Yes, corporate IT have adopted the dark fruit-mail devices, they had to. And if corporate IT doesn't quickly embrace touchscreen smartphone and tablets and grab the opportunity to finally offer real apps and services for their employees, they will fight a defensive war against the invasion of privately purchased smart devices in the business context. Good luck with that.

Siemens famously lost the mobile phone market because their devices were designed for business use. No camera, no fancy stuff, bad interfaces, boring. Who wantet those if you don't have to. Right. Nobody. Who wants to use specialist devices for text communication if you can have those touchy screen smarties which can do so much more... and do text quite well too?

That's why RIM is panicking. That's why Nokia is very worried. That's why PC and netbook manufacturers get into tablets and smarties. That's why electronic entertainment companies have also woken up to the trend.

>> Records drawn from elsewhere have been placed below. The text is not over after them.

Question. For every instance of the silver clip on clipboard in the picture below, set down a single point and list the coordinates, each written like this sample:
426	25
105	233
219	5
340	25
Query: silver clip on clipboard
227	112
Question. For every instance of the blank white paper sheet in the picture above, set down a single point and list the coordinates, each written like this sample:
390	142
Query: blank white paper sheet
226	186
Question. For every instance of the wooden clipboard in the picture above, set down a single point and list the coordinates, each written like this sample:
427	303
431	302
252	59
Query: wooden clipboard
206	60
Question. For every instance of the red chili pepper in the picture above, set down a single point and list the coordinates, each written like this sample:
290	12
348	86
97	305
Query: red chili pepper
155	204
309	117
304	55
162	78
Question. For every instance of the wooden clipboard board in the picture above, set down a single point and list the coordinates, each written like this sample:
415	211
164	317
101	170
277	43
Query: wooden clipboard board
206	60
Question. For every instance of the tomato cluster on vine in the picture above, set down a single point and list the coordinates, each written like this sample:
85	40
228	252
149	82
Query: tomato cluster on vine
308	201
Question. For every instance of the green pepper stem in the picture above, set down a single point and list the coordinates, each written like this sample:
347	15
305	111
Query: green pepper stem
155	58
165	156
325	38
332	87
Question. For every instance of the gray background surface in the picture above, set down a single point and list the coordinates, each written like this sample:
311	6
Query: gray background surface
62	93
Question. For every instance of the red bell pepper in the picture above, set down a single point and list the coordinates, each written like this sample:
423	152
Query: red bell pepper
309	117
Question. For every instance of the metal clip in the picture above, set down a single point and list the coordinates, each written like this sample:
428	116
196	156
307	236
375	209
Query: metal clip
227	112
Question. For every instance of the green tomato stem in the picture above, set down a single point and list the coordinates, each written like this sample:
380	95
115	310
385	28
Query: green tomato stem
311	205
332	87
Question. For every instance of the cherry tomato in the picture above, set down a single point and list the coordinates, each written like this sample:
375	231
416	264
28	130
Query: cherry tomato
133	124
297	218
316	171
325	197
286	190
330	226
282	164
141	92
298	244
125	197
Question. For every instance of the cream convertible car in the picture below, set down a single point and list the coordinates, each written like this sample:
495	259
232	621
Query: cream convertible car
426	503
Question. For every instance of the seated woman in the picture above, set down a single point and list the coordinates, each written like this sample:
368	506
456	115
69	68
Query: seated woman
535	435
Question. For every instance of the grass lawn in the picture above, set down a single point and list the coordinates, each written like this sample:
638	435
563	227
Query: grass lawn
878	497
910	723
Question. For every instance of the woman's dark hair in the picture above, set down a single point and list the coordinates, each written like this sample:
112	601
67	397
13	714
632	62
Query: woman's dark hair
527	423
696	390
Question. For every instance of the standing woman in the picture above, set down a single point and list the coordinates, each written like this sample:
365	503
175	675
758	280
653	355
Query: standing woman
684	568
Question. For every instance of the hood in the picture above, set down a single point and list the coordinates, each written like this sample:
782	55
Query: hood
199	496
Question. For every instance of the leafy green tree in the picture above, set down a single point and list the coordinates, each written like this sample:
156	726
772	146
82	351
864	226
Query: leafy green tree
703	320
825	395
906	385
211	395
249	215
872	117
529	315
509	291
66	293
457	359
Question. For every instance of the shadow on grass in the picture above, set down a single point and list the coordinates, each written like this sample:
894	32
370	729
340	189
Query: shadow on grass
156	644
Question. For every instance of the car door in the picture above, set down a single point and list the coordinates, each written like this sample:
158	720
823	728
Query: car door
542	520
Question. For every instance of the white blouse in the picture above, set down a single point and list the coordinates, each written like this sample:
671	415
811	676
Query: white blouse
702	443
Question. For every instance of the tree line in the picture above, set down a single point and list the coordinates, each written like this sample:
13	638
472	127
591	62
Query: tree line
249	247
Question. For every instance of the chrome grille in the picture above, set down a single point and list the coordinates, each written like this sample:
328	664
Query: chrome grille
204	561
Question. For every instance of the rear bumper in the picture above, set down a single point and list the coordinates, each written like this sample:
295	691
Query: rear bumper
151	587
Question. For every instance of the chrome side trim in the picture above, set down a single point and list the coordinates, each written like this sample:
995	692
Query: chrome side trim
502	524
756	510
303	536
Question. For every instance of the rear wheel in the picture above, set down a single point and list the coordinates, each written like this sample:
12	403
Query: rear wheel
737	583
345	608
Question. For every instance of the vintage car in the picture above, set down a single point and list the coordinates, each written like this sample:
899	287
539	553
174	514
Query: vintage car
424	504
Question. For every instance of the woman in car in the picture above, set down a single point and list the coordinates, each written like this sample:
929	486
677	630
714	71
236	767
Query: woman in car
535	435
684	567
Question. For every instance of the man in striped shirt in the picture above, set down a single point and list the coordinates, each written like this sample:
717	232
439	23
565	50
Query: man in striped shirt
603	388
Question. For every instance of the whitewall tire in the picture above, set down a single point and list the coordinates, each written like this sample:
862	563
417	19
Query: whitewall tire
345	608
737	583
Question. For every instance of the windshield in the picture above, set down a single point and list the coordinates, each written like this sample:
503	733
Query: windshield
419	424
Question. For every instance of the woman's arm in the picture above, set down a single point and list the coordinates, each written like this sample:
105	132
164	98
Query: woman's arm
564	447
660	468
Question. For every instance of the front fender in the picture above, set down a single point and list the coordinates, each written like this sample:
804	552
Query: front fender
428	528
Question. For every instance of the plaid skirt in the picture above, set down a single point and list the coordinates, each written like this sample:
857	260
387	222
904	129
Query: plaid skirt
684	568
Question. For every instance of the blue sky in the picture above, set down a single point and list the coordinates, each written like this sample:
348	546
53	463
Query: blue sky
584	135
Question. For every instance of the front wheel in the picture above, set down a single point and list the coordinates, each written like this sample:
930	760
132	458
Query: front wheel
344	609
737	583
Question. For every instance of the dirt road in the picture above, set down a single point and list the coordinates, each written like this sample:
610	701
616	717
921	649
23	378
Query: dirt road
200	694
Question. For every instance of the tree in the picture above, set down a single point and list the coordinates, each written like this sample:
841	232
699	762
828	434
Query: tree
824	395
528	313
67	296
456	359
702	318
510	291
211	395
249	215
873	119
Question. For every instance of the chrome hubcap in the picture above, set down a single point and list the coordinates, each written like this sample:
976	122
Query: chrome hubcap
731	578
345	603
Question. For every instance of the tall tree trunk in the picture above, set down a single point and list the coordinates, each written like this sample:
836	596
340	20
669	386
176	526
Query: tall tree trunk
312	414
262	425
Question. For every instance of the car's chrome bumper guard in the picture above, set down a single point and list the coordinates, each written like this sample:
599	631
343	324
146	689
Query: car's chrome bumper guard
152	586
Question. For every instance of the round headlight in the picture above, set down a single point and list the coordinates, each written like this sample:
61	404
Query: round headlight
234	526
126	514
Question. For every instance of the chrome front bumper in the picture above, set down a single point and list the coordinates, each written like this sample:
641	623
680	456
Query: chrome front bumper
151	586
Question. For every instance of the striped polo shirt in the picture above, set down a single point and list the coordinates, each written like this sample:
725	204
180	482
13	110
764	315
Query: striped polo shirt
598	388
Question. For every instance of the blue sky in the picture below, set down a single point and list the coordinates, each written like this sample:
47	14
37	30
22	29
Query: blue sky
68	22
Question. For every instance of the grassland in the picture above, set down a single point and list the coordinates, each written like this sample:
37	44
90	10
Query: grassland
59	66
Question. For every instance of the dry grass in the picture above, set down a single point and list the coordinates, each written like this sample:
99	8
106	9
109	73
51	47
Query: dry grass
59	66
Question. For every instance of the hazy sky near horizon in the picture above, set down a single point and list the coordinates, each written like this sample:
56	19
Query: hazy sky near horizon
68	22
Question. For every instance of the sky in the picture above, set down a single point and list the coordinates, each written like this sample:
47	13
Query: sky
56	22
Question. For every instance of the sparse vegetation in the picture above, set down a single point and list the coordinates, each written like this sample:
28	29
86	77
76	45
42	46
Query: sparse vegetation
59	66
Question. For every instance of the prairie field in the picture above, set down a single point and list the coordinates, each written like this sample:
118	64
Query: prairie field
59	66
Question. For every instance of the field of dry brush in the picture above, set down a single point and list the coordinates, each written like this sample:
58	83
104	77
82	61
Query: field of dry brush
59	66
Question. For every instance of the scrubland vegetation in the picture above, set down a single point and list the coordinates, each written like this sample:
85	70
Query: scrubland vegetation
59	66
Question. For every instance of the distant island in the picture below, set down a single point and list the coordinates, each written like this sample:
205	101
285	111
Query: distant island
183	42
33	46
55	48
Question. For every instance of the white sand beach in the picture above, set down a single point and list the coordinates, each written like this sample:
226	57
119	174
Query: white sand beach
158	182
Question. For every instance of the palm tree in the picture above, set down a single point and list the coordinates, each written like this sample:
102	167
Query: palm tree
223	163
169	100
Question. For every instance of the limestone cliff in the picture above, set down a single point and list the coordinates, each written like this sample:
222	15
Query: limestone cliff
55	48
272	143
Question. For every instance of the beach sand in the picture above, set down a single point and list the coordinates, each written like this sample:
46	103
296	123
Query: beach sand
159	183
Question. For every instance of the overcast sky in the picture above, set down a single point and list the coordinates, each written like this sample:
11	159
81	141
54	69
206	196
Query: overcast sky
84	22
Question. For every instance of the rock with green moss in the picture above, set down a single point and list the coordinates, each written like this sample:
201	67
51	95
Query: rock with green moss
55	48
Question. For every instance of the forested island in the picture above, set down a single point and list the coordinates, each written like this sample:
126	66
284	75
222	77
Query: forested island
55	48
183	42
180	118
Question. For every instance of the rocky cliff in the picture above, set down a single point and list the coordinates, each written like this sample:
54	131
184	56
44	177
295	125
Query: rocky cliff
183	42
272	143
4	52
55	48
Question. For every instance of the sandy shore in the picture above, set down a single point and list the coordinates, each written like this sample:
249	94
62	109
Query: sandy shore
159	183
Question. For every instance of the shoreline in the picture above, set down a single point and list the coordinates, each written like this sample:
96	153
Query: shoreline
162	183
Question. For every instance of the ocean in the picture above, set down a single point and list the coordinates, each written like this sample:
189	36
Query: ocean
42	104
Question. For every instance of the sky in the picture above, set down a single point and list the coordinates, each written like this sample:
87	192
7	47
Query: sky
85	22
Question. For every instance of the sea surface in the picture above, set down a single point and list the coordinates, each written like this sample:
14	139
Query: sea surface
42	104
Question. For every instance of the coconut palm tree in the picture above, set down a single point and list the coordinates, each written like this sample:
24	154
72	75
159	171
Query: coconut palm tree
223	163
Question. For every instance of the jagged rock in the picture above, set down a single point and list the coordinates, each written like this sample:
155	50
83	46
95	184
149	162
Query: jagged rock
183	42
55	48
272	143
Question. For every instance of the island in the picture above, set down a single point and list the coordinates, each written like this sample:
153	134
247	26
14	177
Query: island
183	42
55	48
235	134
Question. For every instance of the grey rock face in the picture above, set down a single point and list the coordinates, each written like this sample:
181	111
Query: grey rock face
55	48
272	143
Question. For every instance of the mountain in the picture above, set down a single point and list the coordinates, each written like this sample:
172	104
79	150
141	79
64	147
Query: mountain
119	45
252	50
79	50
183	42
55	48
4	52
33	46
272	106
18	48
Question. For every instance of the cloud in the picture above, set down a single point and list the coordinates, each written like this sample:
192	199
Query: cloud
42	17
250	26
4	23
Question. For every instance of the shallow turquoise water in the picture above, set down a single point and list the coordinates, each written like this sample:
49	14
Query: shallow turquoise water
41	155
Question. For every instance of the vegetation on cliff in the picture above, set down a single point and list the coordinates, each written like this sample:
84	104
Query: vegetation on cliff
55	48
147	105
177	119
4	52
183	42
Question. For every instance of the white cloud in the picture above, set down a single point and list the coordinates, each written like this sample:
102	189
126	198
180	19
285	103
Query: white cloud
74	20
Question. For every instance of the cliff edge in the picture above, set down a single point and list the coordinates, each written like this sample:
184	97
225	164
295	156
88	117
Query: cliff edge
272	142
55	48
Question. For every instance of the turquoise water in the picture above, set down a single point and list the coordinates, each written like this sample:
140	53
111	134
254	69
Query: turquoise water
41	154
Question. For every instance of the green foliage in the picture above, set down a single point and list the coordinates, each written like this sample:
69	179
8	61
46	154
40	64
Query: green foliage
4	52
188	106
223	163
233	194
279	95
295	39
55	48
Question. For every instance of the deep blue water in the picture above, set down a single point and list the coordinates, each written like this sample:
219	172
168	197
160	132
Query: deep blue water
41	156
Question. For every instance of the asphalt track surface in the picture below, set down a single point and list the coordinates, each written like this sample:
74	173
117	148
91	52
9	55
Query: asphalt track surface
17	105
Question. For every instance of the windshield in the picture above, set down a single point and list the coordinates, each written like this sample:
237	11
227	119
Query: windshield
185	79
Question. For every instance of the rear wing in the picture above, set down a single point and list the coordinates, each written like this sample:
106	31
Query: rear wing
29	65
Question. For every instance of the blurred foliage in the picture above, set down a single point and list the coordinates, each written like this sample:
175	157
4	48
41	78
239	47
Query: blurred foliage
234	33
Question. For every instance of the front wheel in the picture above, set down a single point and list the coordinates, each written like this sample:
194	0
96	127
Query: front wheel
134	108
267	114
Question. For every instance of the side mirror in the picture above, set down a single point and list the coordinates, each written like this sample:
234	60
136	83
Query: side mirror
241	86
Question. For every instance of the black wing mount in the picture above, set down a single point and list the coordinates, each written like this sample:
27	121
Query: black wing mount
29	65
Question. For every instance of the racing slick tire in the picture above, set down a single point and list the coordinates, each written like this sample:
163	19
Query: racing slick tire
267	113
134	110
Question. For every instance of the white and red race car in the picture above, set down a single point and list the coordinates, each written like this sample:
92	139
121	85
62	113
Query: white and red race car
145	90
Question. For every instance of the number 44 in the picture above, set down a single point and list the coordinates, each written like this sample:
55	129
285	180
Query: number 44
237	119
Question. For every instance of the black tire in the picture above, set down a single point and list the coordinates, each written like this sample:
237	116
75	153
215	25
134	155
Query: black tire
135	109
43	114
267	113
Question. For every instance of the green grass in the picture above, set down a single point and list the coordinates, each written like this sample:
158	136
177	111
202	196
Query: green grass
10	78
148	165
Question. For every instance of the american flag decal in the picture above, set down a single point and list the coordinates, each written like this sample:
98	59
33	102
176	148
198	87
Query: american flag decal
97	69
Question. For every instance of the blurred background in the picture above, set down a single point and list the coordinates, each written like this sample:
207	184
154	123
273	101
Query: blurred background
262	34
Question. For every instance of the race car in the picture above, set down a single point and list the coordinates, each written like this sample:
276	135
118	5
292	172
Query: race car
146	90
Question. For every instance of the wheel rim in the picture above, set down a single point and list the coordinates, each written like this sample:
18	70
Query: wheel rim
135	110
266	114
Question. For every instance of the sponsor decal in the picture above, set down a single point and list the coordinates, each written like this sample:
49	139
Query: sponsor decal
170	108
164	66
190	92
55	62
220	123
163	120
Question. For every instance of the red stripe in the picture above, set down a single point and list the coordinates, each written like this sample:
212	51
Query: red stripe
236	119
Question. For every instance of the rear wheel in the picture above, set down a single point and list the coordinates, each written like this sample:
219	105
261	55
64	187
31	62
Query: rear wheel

DB Equity Research is just an early bird. Corporate IT will undergo a change similar the time when LAN made it possible to connect PCs, only this time the switch will be lightening fast in comparison. RIM needs to make this corporate game console called playbook work, if not they are toast.

And the idea behind the playbook is good, basically a thin client tablet which tries to store as little data locally as possible. Problem is that RIM won't be able to leverage the existing RIM infrastructure without major upgrades. Of course this is a business opportunity for RIM.

But if their corporate customers need to decide on new investments to make it work, they can also switch suppliers. Like ChromeOS, Android and iOS corporate apps which are designed to keep as little data as possible and erase it when idling. Developing reasonably secure context aware apps through tunnels is probably a lot cheaper and you can test the stuff cheaply in trial and error pilots. And with smart mobile devices, we can finally explore more natural and secure authentication methods.

I guess you won't have a problem finding beta users for corporate apps if these lucky ones get a new iPad 2 or some new sexy Android / ChromeOS tablet. The IT departments will face totally new challenges, like managing waiting lists for trials.